FORCES EXPRESSING INTEREST IN MERGING
Bedfordshire's preferred option is merger with Cambridgeshire and Hertfordshire, but the police authority has expressed serious concerns about the process.
West Midlands, Staffordshire, and Warwickshire have all backed a four-way merger with West Mercia Police to make the second biggest constabulary in England and Wales. But West Mercia Police wants to remain a stand-alone force and has declined to sign up.
Cleveland prefers merger with part of Durham to make a Tees Valley force.
Durham prefers merger with Cleveland, Durham and Northumbria, but has concerns about finance, government and council tax.
Northumbria prefers merger with Northumbria, Durham and Cleveland.
The Home Office backed a preferred plan to merge the Northumbria, Durham and Cleveland forces.
But the creation of a three-way "super force" for north-east England was put into doubt after Cleveland favoured a smaller merger. The chief constables of Northumbria and Durham said they were willing to explore merging their two forces together for "the benefit of policing".
Hertfordshire expressed an interest in a merger as the Hertfordshire and Berkshire force, but would like to explore other options than merging.
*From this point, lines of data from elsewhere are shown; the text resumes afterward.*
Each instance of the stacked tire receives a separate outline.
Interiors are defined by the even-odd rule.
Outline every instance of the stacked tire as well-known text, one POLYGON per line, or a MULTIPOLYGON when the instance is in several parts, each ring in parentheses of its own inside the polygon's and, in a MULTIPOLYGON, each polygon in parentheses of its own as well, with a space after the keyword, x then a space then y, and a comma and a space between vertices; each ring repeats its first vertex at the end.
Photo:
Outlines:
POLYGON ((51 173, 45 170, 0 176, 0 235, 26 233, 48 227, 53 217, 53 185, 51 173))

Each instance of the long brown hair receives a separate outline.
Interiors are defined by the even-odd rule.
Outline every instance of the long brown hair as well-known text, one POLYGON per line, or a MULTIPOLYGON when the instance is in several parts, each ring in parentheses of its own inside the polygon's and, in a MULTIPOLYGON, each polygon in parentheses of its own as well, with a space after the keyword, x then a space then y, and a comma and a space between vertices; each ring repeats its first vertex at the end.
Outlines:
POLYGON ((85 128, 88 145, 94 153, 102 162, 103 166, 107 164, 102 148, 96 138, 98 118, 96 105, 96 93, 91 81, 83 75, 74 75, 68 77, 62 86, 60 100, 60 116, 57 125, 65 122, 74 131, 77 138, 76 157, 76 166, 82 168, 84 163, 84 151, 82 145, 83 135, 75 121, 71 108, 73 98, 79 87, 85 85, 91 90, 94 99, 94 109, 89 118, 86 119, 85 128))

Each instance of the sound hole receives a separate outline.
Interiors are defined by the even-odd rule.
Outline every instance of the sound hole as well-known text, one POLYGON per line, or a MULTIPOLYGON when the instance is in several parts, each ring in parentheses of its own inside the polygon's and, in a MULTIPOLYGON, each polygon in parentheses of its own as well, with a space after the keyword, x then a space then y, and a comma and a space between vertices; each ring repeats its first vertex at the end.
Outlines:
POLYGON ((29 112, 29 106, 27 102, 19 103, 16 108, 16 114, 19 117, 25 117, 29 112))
North Yorkshire and Humberside prefer a full regional merger in Yorkshire and Humberside.
Members of North Yorkshire Police Authority voted overwhelmingly to support a merger of North Yorkshire Police with the South Yorkshire, West Yorkshire and Humberside forces.
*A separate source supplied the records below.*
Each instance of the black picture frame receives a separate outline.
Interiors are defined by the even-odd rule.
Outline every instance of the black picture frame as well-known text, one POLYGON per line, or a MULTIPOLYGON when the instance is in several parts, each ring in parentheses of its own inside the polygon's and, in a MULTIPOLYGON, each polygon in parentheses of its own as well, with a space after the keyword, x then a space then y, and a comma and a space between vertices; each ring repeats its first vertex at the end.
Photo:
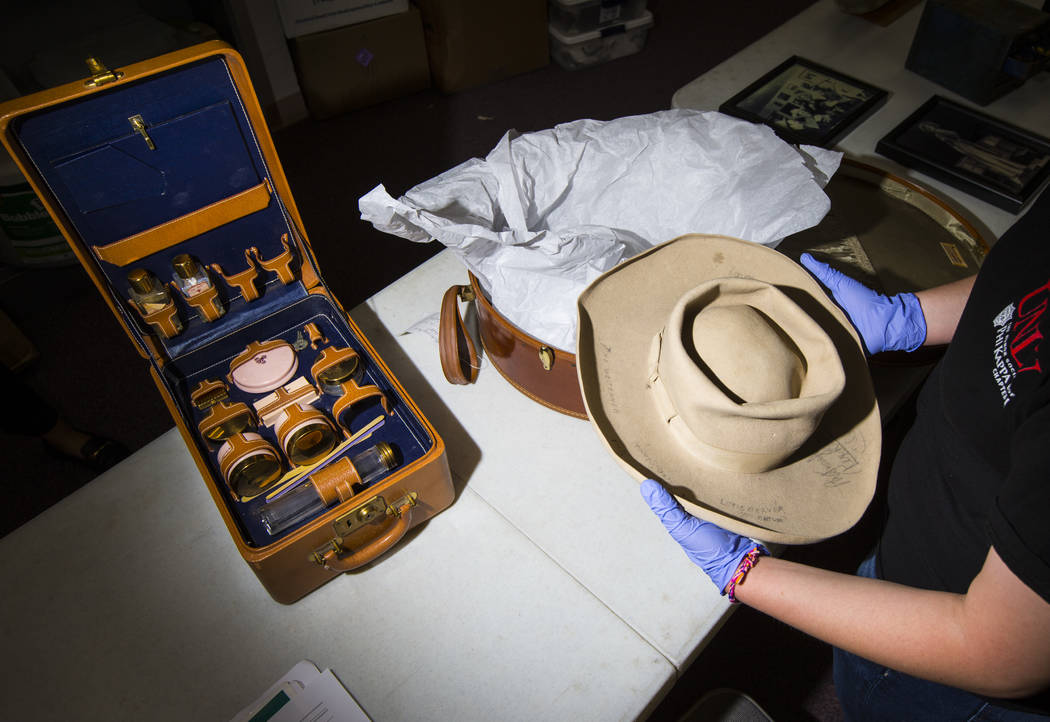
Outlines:
POLYGON ((1050 177, 1050 140, 941 95, 923 103, 875 150, 1010 213, 1050 177))
POLYGON ((788 143, 831 148, 888 97, 882 88, 792 56, 718 110, 768 125, 788 143))

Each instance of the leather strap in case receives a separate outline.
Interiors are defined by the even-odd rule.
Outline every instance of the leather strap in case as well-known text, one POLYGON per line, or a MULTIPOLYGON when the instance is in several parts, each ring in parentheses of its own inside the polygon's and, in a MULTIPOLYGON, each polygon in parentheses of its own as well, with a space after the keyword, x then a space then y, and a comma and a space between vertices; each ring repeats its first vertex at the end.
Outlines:
POLYGON ((250 213, 261 211, 270 205, 271 193, 270 182, 264 181, 236 195, 217 200, 192 213, 172 218, 133 236, 122 238, 107 246, 92 246, 91 248, 102 260, 123 268, 193 236, 207 233, 250 213))

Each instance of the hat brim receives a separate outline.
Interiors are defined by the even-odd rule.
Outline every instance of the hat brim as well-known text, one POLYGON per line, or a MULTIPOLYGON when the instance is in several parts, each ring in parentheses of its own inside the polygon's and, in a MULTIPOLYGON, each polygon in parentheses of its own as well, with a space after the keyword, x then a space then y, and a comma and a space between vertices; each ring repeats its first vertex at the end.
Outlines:
POLYGON ((680 236, 595 279, 580 296, 576 367, 584 405, 606 446, 638 481, 665 483, 690 513, 763 542, 810 544, 840 534, 875 493, 882 426, 867 362, 848 319, 801 266, 758 243, 680 236), (660 418, 648 388, 649 349, 675 302, 712 278, 777 286, 838 349, 845 388, 817 430, 770 471, 697 464, 660 418))

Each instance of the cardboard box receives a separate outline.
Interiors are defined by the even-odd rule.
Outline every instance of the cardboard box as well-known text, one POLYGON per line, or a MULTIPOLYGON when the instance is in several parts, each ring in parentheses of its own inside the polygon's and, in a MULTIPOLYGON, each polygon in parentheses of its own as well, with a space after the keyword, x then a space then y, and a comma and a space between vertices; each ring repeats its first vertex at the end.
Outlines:
POLYGON ((408 9, 408 0, 276 0, 285 37, 298 38, 408 9))
POLYGON ((318 120, 430 86, 419 10, 291 41, 299 86, 318 120))
POLYGON ((434 85, 455 92, 550 62, 547 0, 416 0, 434 85))

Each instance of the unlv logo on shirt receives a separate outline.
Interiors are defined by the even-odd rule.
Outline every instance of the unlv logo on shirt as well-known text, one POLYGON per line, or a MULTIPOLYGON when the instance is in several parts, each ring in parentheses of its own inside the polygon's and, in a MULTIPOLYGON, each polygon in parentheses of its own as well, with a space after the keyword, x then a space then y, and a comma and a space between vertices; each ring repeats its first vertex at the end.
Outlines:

Another option to merge only with West Yorkshire was rejected.
Lancashire's preferred option is a Lancashire and Cumbria merger.
Norfolk prefers a Norfolk, Suffolk and Cambridgeshire merger.
Suffolk prefers a Suffolk, Norfolk and Essex merger, but wants to explore viability of options other than merger.
FORCES EXPRESSING INTEREST IN 'STANDING ALONE'
Essex and Cambridgeshire prefer to stand alone.
Four options have been considered by the county forces covering Bedfordshire, Cambridgeshire, Essex, Hertfordshire, Norfolk and Suffolk.
Gloucestershire prefers to stand alone.
Greater Manchester prefers to stand alone.
Hampshire prefers to remain independent.
Kent prefers to stand alone.
Kent Police said it had evaluated five merger options and in consultations found that 78% of Kent residents wanted it to remain a stand-alone force. It says the cost of merging would be £91.4m over 10 years, compared with £1.1m to develop as a single force.
Michael Powis from the Kent Police Authority said its business plan opposed proposals to merge the force with Sussex and Surrey.
Surrey and Sussex also both put stand alone as their preferred option.
The Sussex force said the plans were too hasty and plans needed to be done in the right way. Surrey Police said it remained to be convinced merger was the answer to its funding problems.
West Mercia has set out its own proposals for change, and said a merger with three other West Midlands forces would be "too big".
It was recently ranked as the top-performing police force and claims it already meets eight out of nine of the government's criteria.
Avon and Somerset prefers to stand alone.
Devon and Cornwall was set to submit a plan to remain an independent force.
Home Secretary Charles Clarke has indicated it may be allowed to remain independent, but would have to show it could deal with 21st century policing problems.
South Yorkshire and West Yorkshire both chose the stand alone option.
Thames Valley also all put stand alone as its preferred option.